Harapan, satu kata dengan makna yang luar
biasa. Mampu dirasa setiap orang, diyakini dalam hati, tersemat dalam logika,
serta bergantung kepada Rabb pemilik semesta. Definisi harapan menurutku adalah
suatu hal yang harus dikejar saat kita di dunia hingga bertemu Pencipta kelak
di akhir masa.
"Selalu ada cahaya bagi mereka yang penuh
harap."
Suatu
untaian kata yang sangat kupercaya, karenanya aku mengerti arti kerja keras tak
lupa menepis putus asa yang sempat hadir ke dalam jiwa. Aku sempat ragu dan tak
lagi percaya tentang sebuah pengharapan di kala waktu merenggut semua. Ketika
aku terpuruk dalam suatu kondisi di mana aku merasa semesta mengambil permata
yang aku banggakan di pelosok dunia.
Kala
waktu itu menemani hariku, aku merasa Tuhan sangat tidak adil kepadaku. Aku
marah kepada Tuhan. Karena-Nya, duniaku terlihat gelap tertutup butiran keruh
yang sangat aku benci. Sebab ulahnya mahkotaku teriris, menyisihkan sisa yang
tiada guna.
Namaku
Rara, anak kedua dari pasangan suami istri yang aku panggil dengan sebutan papa
dan mama. Aku tinggal bersama mereka di sebuah perumahan, selain memiliki
mereka aku juga memiliki seorang kakak yang cukup dekat denganku.
Sedari
kecil, aku sangat suka untuk berolahraga. Salah satu cabang olahraga yang
kusuka adalah lari. Cita-cita ku kelak suatu hari ingin menjadi seorang atlet
yang mampu membanggakan nama negaraku. Aku telah menggeluti dunia lari sejak
aku duduk di bangku Sekolah Dasar.
Berbagai
perlombaan pun banyak yang telah aku coba, lebih beruntungnya sudah lebih dari
dua puluh perlombaan yang berhasil aku menangkan. Deretan trofi serta
sertifikat tersimpan rapi di rak kaca di ruang tamuku, sebagian lagi ada di
dalam kamar sebagai kehormatan yang tak akan pernah aku lupakan hingga aku
bahagia bersama anak dan cucuku kelak. Saat dimana aku bisa menceritakan
bagaimana pengalamanku dalam dunia lari dulu.
Papa
dan mama serta kak Juan juga sangat mendukungku dalam minatku ini. Kegemaranku
dalam dunia lari dimulai saat aku sering menonton kak Juan ikut berbagai macam
perlombaan. Prestasinya pun juga tak kalah hebat dariku, sejak itulah aku mulai
suka dan akhirnya dengan lari aku bisa menghasilkan suatu prestasi.
“Mah,
Pah, Rara ada kabar gembira untuk kalian semua,” kataku ketika kami tengah
makan malam di meja makan.
“Mau
lomba lagi?” tanya kak Juan tepat sasaran.
“Kakak
nih nggak asyik, kok bisa nebak sih?” gerutuku dengan raut sebal.
Mereka
terkekeh, “Kakak juga ikut, makanya kakak tau. Lomba tingkat nasional itu kan?”
Aku
mengangguk, “Wah, seriusan? Kita rival nih ya jadinya?”
Kakak
menunjukkan kedua jarinya dari matanya menuju mataku, seperti orang yang hendak
mengancam.
“Lombanya random?” tanya Papa.
“Iya
pa, minimal umur 13 maksimal 18 gitu doang kata coach Rafi”
“Seru
dong kalian bisa latihan bareng,” ujar Mama. Kami tersenyum.
Setiap
hari Sabtu dan Minggu aku dan Kak Juan berlatih bersama di lapangan kota.
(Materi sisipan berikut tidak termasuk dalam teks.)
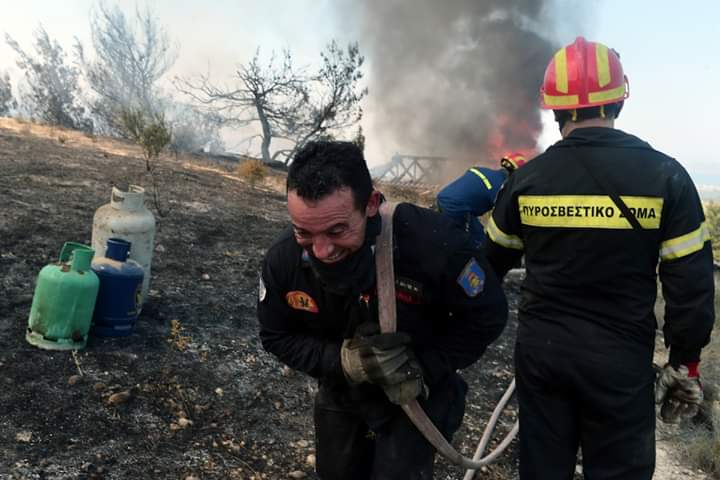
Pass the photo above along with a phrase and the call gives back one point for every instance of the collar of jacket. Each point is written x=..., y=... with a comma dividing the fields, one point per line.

Sedangkan pada hari Senin hingga Jumat, aku ada jadwal latihan bersama guru
olahragaku di sekolah. Meski hampir setiap hari aku latihan, tapi aku tak
pernah mengeluh sedikitpun karena di depan sana telah tersemat bahwa aku harus
bisa memborong semua piala.
Terlebih
lagi, lomba kali ini akan mengantarkanku pada cita-citaku, yaitu menjadi atlet
nasional yang membawa harga diri bangsa di kancah nasional.
Hingga
tiba suatu hari, ketika aku tengah berangkat menuju lapangan mobil yang
dikendarai kakak mengalami kecelakaan.
“Kak,
nyetirnya pelan-pelan aja, Rara takut.” Aku waswas sembari memegangi seatbelt
dengan sangat erat.
“Payah,
santai aja kali,” kata Kak Juan menyetir mobil dengan kecepatan diatas
rata-rata.
Tiba-tiba
datang sebuah truk dari arah kiri, hingga menabrak mobil yang aku tumpangi.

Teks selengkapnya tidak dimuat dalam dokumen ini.